Mark Eaton spent a quiet four years in Pittsburgh patrolling the blueline for the Penguins and helping them win their third Stanley Cup in 2009.

His solid, yet understated approach helped him outplay his role with the Penguins two years ago, leading to a stint with the New York Islanders that came to an end last summer.

Now, just under a week into the lockout-shortened 2012-13 season, Eaton, 35, remains a free agent looking for an NHL home.

Enter the Wilkes-Barre/Scranton Baby Penguins of the AHL.

Familiar with the Penguins organization and looking for a way to get back into game shape should an NHL team call, Eaton yesterday signed a professional tryout contract (PTO) with the Penguins’ AHL squad.

The deal carries with it no connections with the NHL Penguins, and since the contract is purely on a tryout basis, he remains a free agent for any of the 30 NHL teams to sign.

Additionally, since his contract carries no NHL affiliation, he would not be required to clear waivers should the Pittsburgh Penguins be the team that comes calling.

Coincidentally (or not), Rob Rossi of the Tribune-Review reported today that Penguins general manager Ray Shero has made it known that he is willing to trade defenseman Ben Lovejoy.

The two news bits may or may not go in hand, but from my standpoint, the addition of a veteran, such as Eaton, would be great for the Penguins, even if he spends the majority of the games as a healthy scratch.

Looking at the ice time among defenseman in last night’s loss to the Maple Leafs, Deryk Engelland logged just under eight minutes, while Simon Despres logged just under nine minutes, leaving three defensemen to play more than 20 minutes, including Letang’s 27:31.

It’s obvious, as was the case during last year’s playoffs, that the coaching staff lacks confidence in Engelland and the same appears to be the case — at least for now — with rookie Despres.

Among the extras, Lovejoy has found little opportunity throughout the last year to earn icetime over Engelland, while Bortuzzo is a rookie who has had limited NHL in-game experience to date.

This may not be an issue in the short-term, as some form of rotation between the bottom four could prove capable.
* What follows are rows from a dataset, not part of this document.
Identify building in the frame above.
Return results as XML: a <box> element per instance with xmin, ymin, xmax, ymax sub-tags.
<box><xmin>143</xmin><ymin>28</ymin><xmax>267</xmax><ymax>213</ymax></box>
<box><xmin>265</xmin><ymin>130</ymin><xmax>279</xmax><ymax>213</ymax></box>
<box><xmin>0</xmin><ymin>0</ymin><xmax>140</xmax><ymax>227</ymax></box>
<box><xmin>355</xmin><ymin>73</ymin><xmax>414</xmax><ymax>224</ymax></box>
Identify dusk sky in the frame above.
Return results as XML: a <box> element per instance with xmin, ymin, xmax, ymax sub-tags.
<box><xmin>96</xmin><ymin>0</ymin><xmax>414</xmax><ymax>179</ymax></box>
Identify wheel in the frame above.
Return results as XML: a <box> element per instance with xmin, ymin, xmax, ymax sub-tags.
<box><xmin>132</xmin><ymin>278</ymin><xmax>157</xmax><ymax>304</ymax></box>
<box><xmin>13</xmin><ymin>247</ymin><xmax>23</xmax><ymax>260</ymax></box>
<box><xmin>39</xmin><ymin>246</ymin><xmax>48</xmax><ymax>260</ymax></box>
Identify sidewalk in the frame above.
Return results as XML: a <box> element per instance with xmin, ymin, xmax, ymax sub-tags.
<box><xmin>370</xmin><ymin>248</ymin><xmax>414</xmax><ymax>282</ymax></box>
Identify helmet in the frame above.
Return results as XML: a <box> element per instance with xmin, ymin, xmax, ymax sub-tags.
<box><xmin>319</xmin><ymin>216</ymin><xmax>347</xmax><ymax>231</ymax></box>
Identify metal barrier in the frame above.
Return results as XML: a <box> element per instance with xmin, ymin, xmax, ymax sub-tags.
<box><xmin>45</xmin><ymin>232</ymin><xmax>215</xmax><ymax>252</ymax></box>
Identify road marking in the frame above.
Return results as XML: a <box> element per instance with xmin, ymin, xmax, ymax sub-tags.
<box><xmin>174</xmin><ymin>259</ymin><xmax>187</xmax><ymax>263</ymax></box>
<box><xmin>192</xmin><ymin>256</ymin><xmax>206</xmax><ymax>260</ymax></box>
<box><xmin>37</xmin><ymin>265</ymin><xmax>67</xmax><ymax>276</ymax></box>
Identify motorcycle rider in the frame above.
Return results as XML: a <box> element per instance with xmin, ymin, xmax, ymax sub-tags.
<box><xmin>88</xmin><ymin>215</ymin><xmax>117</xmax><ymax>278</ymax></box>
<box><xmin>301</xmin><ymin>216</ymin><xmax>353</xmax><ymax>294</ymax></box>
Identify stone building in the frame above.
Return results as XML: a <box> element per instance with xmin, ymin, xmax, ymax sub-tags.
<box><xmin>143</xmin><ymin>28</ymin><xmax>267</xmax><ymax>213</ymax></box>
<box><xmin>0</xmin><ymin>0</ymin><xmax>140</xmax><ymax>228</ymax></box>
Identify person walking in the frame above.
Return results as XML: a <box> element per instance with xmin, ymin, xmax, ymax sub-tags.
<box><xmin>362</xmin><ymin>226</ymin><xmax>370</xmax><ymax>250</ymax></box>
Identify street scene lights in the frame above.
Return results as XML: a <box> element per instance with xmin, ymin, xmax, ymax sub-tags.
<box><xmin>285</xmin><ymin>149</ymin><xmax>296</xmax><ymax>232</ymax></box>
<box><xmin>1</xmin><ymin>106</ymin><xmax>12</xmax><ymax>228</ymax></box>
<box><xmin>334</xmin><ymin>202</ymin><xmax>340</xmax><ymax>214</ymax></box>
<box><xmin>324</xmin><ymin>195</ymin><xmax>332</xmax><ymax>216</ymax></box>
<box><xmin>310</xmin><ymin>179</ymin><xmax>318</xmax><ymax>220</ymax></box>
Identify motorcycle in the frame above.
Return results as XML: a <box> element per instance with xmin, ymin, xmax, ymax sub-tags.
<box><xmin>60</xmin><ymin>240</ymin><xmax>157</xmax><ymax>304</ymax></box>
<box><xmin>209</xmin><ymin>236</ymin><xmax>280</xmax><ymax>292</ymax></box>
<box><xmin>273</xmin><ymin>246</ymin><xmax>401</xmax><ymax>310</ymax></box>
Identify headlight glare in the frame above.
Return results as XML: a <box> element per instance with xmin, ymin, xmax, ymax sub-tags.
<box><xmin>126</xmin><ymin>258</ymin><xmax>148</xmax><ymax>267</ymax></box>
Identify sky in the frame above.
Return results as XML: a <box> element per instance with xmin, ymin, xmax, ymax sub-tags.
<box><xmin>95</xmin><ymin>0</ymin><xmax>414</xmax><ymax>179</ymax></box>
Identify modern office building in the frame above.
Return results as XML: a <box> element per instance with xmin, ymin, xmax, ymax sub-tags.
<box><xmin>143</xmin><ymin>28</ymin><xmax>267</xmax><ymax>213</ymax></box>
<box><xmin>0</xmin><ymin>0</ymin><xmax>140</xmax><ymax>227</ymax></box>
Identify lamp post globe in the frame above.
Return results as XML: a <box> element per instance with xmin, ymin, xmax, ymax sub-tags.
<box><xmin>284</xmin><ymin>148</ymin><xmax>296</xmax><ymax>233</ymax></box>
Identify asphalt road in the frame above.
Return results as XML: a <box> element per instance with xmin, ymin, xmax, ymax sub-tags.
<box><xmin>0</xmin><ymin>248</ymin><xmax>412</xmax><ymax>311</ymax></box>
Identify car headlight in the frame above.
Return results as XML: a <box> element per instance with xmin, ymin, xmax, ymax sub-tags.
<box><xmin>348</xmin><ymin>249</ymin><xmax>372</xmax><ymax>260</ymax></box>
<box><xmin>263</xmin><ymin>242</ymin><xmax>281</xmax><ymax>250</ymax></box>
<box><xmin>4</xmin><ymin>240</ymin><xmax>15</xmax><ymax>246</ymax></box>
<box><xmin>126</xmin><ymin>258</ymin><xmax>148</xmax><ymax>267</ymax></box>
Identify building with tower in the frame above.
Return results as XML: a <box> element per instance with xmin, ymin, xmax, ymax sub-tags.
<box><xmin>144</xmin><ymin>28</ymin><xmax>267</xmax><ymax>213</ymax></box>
But as the season progresses and the playoffs approach, can the Penguins afford to roll out defensemen they clearly don’t have much faith in?

The answer is no.

At this stage in his career, Eaton may not be any better than the options that currently exist within the team. Then again, he’s a reliable veteran whose lack of flash is made up for by a lack of mistakes. That’s certainly no worse than what Lovejoy brings to the table.

At the very least he’d be a veteran to use in practice to help bring along the two rookies and dress in a few games to spell the regulars.
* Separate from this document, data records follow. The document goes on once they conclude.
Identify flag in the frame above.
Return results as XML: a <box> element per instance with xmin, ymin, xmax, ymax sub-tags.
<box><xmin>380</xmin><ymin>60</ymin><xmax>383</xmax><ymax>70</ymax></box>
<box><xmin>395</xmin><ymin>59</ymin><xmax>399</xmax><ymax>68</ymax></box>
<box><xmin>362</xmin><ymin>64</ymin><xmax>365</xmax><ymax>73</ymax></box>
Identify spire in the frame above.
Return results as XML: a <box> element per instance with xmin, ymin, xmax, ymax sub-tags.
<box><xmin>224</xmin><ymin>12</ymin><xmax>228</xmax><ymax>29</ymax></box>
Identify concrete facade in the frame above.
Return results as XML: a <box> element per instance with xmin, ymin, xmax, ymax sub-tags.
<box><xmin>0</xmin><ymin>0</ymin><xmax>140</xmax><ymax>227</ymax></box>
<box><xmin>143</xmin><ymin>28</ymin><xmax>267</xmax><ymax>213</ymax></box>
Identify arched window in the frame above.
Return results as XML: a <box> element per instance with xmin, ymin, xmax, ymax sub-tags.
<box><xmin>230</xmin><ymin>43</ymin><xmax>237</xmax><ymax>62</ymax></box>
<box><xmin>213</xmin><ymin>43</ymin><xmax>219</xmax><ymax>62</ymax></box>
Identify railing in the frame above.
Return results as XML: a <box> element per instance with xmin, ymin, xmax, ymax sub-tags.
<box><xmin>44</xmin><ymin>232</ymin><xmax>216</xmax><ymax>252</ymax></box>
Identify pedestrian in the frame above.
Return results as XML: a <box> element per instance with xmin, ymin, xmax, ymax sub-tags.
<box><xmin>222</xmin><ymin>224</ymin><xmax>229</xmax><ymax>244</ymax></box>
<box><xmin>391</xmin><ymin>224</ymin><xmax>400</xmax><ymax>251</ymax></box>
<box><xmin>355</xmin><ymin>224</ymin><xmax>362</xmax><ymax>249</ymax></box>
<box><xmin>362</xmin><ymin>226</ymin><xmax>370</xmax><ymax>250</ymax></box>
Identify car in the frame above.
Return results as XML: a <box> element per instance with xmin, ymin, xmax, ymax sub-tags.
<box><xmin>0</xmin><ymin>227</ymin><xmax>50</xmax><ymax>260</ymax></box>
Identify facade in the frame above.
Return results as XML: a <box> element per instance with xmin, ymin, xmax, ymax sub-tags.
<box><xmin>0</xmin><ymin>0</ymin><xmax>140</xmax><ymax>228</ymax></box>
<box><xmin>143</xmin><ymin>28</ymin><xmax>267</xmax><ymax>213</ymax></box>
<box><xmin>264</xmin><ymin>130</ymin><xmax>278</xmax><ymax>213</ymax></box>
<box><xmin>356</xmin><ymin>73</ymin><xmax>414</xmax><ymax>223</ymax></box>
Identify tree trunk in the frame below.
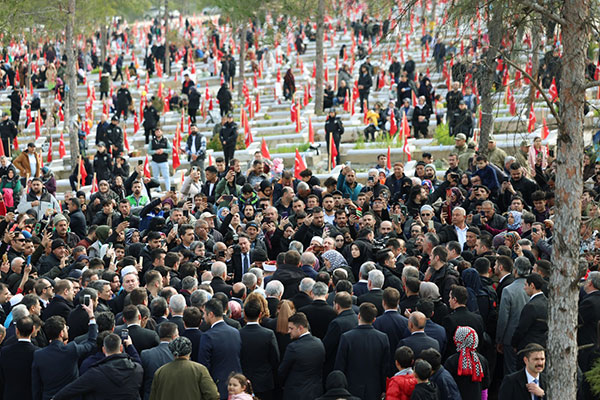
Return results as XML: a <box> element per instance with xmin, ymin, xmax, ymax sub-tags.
<box><xmin>65</xmin><ymin>0</ymin><xmax>79</xmax><ymax>169</ymax></box>
<box><xmin>164</xmin><ymin>0</ymin><xmax>170</xmax><ymax>76</ymax></box>
<box><xmin>238</xmin><ymin>24</ymin><xmax>246</xmax><ymax>99</ymax></box>
<box><xmin>430</xmin><ymin>0</ymin><xmax>437</xmax><ymax>24</ymax></box>
<box><xmin>314</xmin><ymin>0</ymin><xmax>325</xmax><ymax>115</ymax></box>
<box><xmin>547</xmin><ymin>1</ymin><xmax>588</xmax><ymax>398</ymax></box>
<box><xmin>478</xmin><ymin>4</ymin><xmax>503</xmax><ymax>156</ymax></box>
<box><xmin>100</xmin><ymin>23</ymin><xmax>107</xmax><ymax>65</ymax></box>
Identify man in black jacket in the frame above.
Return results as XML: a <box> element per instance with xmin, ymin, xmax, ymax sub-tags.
<box><xmin>239</xmin><ymin>299</ymin><xmax>280</xmax><ymax>400</ymax></box>
<box><xmin>499</xmin><ymin>343</ymin><xmax>547</xmax><ymax>400</ymax></box>
<box><xmin>114</xmin><ymin>305</ymin><xmax>159</xmax><ymax>353</ymax></box>
<box><xmin>578</xmin><ymin>271</ymin><xmax>600</xmax><ymax>347</ymax></box>
<box><xmin>299</xmin><ymin>282</ymin><xmax>337</xmax><ymax>339</ymax></box>
<box><xmin>115</xmin><ymin>81</ymin><xmax>132</xmax><ymax>121</ymax></box>
<box><xmin>93</xmin><ymin>142</ymin><xmax>113</xmax><ymax>182</ymax></box>
<box><xmin>52</xmin><ymin>333</ymin><xmax>143</xmax><ymax>400</ymax></box>
<box><xmin>429</xmin><ymin>246</ymin><xmax>460</xmax><ymax>305</ymax></box>
<box><xmin>324</xmin><ymin>109</ymin><xmax>344</xmax><ymax>166</ymax></box>
<box><xmin>512</xmin><ymin>273</ymin><xmax>548</xmax><ymax>352</ymax></box>
<box><xmin>41</xmin><ymin>278</ymin><xmax>74</xmax><ymax>321</ymax></box>
<box><xmin>67</xmin><ymin>198</ymin><xmax>87</xmax><ymax>240</ymax></box>
<box><xmin>143</xmin><ymin>100</ymin><xmax>160</xmax><ymax>144</ymax></box>
<box><xmin>106</xmin><ymin>116</ymin><xmax>124</xmax><ymax>155</ymax></box>
<box><xmin>209</xmin><ymin>261</ymin><xmax>232</xmax><ymax>297</ymax></box>
<box><xmin>0</xmin><ymin>316</ymin><xmax>38</xmax><ymax>400</ymax></box>
<box><xmin>219</xmin><ymin>114</ymin><xmax>238</xmax><ymax>167</ymax></box>
<box><xmin>449</xmin><ymin>100</ymin><xmax>473</xmax><ymax>138</ymax></box>
<box><xmin>0</xmin><ymin>112</ymin><xmax>17</xmax><ymax>157</ymax></box>
<box><xmin>442</xmin><ymin>285</ymin><xmax>485</xmax><ymax>359</ymax></box>
<box><xmin>270</xmin><ymin>250</ymin><xmax>306</xmax><ymax>299</ymax></box>
<box><xmin>188</xmin><ymin>86</ymin><xmax>200</xmax><ymax>123</ymax></box>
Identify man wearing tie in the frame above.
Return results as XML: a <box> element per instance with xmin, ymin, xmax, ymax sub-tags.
<box><xmin>499</xmin><ymin>343</ymin><xmax>546</xmax><ymax>400</ymax></box>
<box><xmin>230</xmin><ymin>234</ymin><xmax>252</xmax><ymax>283</ymax></box>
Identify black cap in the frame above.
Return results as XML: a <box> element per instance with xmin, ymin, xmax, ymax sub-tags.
<box><xmin>51</xmin><ymin>239</ymin><xmax>66</xmax><ymax>251</ymax></box>
<box><xmin>251</xmin><ymin>248</ymin><xmax>268</xmax><ymax>262</ymax></box>
<box><xmin>111</xmin><ymin>115</ymin><xmax>119</xmax><ymax>122</ymax></box>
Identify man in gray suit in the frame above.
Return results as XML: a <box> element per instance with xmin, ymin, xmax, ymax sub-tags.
<box><xmin>141</xmin><ymin>322</ymin><xmax>178</xmax><ymax>400</ymax></box>
<box><xmin>496</xmin><ymin>256</ymin><xmax>531</xmax><ymax>375</ymax></box>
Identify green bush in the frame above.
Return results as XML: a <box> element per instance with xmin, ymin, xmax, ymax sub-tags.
<box><xmin>273</xmin><ymin>143</ymin><xmax>310</xmax><ymax>153</ymax></box>
<box><xmin>433</xmin><ymin>123</ymin><xmax>454</xmax><ymax>145</ymax></box>
<box><xmin>207</xmin><ymin>129</ymin><xmax>246</xmax><ymax>151</ymax></box>
<box><xmin>354</xmin><ymin>135</ymin><xmax>366</xmax><ymax>149</ymax></box>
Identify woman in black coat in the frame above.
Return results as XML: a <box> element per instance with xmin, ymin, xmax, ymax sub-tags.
<box><xmin>315</xmin><ymin>371</ymin><xmax>360</xmax><ymax>400</ymax></box>
<box><xmin>217</xmin><ymin>83</ymin><xmax>232</xmax><ymax>117</ymax></box>
<box><xmin>324</xmin><ymin>109</ymin><xmax>344</xmax><ymax>166</ymax></box>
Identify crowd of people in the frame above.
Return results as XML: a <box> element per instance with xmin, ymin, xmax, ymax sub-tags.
<box><xmin>0</xmin><ymin>3</ymin><xmax>599</xmax><ymax>400</ymax></box>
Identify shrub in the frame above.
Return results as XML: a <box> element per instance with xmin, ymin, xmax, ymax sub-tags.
<box><xmin>433</xmin><ymin>123</ymin><xmax>454</xmax><ymax>145</ymax></box>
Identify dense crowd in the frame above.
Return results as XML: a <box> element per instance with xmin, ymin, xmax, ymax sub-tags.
<box><xmin>0</xmin><ymin>4</ymin><xmax>599</xmax><ymax>400</ymax></box>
If I haven’t convinced you to this point, consider this: when the playoffs roll around, who would you rather see as the seventh defenseman? Your choices are the experienced Eaton, the mistake-prone Lovejoy, or the inexperienced Bortuzzo.

The answer is clear to me.

And let’s be clear, adding Eaton to the mix should not be perceived as a cure all for a defense that clearly is missing reliable, capable players.

Without a doubt, even if Eaton is signed, the Penguins should and likely would pursue a defenseman to skate a regular shift as an upgrade over one of Engelland or Despres.

Eaton would just serve to create depth, and that’s something every Stanley Cup contender needs to have.